9.3 OpenViking (External Service)

User memory system:

  • Called by Worker via ARKLOOP_OPENVIKING_BASE_URL + ARKLOOP_OPENVIKING_ROOT_API_KEY
  • Loading/saving user memory snapshots
  • Data stored in user_memory_snapshots table

10. Task Queue

Task queue implemented using PostgreSQL tables:

Task TypeDescription
run.executeExecuting Agent Loop
webhook.deliverDelivering Webhooks
email.sendSending Emails

Queue parameters:

  • Concurrency: ARKLOOP_WORKER_CONCURRENCY (default 4)
  • Polling interval: ARKLOOP_WORKER_POLL_SECONDS (default 0.25s)
  • Lease duration: ARKLOOP_WORKER_LEASE_SECONDS (default 30s)
  • Heartbeat interval: ARKLOOP_WORKER_HEARTBEAT_SECONDS (default 10s)

Workers register their capabilities and versions in the worker_registrations table upon startup.

VariableDescription
ARKLOOP_DATABASE_URLPostgreSQL connection
ARKLOOP_WORKER_CONCURRENCYConcurrency (default 4)
ARKLOOP_WORKER_POLL_SECONDSPolling interval (default 0.25)
ARKLOOP_WORKER_LEASE_SECONDSLease duration (default 30)
ARKLOOP_WORKER_HEARTBEAT_SECONDSHeartbeat interval (default 10)
ARKLOOP_WORKER_QUEUE_JOB_TYPESTask types to consume
ARKLOOP_WORKER_CAPABILITIESWorker capability tags
ARKLOOP_WORKER_VERSIONWorker version
ARKLOOP_TOOL_ALLOWLISTDeprecated compatibility flag; no longer gates runtime tools
ARKLOOP_LLM_RETRY_MAX_ATTEMPTSLLM retry attempts (default 3)
ARKLOOP_LLM_RETRY_BASE_DELAY_MSRetry base delay (default 1000)
ARKLOOP_MCP_CACHE_TTL_SECONDSMCP discovery cache TTL (default 60)
ARKLOOP_TOOL_PROVIDER_CACHE_TTL_SECONDSTool Provider cache TTL (default 60)
ARKLOOP_LLM_DEBUG_EVENTSDebug events toggle
ARKLOOP_SANDBOX_BASE_URLSandbox service address
ARKLOOP_OPENVIKING_BASE_URLMemory system address
ARKLOOP_OPENVIKING_ROOT_API_KEYMemory system key
ARKLOOP_ENCRYPTION_KEYCredential decryption key

12. Common Issues (Troubleshooting Perspective)

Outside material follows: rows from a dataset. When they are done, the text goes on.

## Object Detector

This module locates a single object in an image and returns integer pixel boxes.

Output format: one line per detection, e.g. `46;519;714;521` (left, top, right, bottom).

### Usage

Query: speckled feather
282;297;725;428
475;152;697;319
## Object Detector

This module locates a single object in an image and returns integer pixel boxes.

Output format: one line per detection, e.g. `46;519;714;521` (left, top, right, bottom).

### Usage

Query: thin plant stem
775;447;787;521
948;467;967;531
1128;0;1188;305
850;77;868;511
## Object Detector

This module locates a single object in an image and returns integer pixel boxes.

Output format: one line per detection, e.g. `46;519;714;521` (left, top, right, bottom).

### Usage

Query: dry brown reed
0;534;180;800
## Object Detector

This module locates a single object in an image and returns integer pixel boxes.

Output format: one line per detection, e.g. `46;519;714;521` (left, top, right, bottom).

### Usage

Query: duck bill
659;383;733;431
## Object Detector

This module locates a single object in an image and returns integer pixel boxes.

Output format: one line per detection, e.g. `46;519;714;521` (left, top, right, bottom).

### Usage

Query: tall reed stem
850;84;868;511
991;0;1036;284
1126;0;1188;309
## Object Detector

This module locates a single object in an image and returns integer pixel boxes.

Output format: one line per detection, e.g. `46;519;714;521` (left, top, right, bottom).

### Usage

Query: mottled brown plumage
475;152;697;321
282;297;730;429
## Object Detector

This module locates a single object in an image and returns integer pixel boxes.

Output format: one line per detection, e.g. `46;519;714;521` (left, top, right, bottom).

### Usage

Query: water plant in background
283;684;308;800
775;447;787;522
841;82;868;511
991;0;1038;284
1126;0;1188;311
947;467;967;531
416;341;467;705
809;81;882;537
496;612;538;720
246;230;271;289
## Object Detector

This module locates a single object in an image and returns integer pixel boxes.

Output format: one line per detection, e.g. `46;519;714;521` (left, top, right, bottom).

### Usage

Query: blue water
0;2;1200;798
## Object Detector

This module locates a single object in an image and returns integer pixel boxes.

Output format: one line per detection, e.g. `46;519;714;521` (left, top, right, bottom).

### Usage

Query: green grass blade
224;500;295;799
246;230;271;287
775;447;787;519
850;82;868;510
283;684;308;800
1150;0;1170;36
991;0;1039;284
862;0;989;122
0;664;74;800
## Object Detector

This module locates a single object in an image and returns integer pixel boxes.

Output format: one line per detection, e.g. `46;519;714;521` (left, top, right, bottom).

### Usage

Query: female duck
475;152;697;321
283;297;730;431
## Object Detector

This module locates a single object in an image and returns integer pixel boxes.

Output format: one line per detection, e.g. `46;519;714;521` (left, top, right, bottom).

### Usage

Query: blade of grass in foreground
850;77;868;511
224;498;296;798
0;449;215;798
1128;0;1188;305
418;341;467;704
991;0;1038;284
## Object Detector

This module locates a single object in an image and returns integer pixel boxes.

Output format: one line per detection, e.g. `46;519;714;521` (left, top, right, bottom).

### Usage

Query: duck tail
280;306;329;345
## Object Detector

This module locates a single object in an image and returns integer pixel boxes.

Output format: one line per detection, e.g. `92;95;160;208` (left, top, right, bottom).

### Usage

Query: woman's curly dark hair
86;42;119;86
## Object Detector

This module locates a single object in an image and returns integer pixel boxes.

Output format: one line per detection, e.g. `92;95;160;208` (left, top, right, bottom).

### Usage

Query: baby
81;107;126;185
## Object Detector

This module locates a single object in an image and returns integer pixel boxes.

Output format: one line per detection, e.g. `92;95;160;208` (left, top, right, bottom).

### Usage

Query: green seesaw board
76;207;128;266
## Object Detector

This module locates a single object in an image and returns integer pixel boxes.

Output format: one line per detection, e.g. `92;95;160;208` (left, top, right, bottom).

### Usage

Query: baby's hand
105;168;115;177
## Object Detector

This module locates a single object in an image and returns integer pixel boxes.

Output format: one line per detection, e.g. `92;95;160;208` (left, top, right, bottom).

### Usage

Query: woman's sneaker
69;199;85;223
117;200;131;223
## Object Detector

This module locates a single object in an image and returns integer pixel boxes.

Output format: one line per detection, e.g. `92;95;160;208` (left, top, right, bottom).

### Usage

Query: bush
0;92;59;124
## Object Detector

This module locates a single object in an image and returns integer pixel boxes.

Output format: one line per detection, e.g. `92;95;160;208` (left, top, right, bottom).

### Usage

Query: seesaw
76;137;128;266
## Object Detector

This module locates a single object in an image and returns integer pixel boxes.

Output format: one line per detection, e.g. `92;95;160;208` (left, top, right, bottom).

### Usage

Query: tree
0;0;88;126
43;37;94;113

  • "run stuck in running": Check if jobs are leased by a Worker, if run_events are being written, and if Worker heartbeats are normal.
  • "SSE occasionally hangs": Check if proxies are buffering (API should set Cache-Control: no-cache, X-Accel-Buffering: no) and verify heartbeats.
  • "Events missing/out of order": seq must strictly increase within the same run; playback must use after_seq for resumption.
  • "Tools not responding": Check supporting service availability and runtime registration state; ARKLOOP_TOOL_ALLOWLIST no longer gates tools.
  • "MCP tool timeout": Check mcp_configs configuration, MCP server process status, and cache TTL.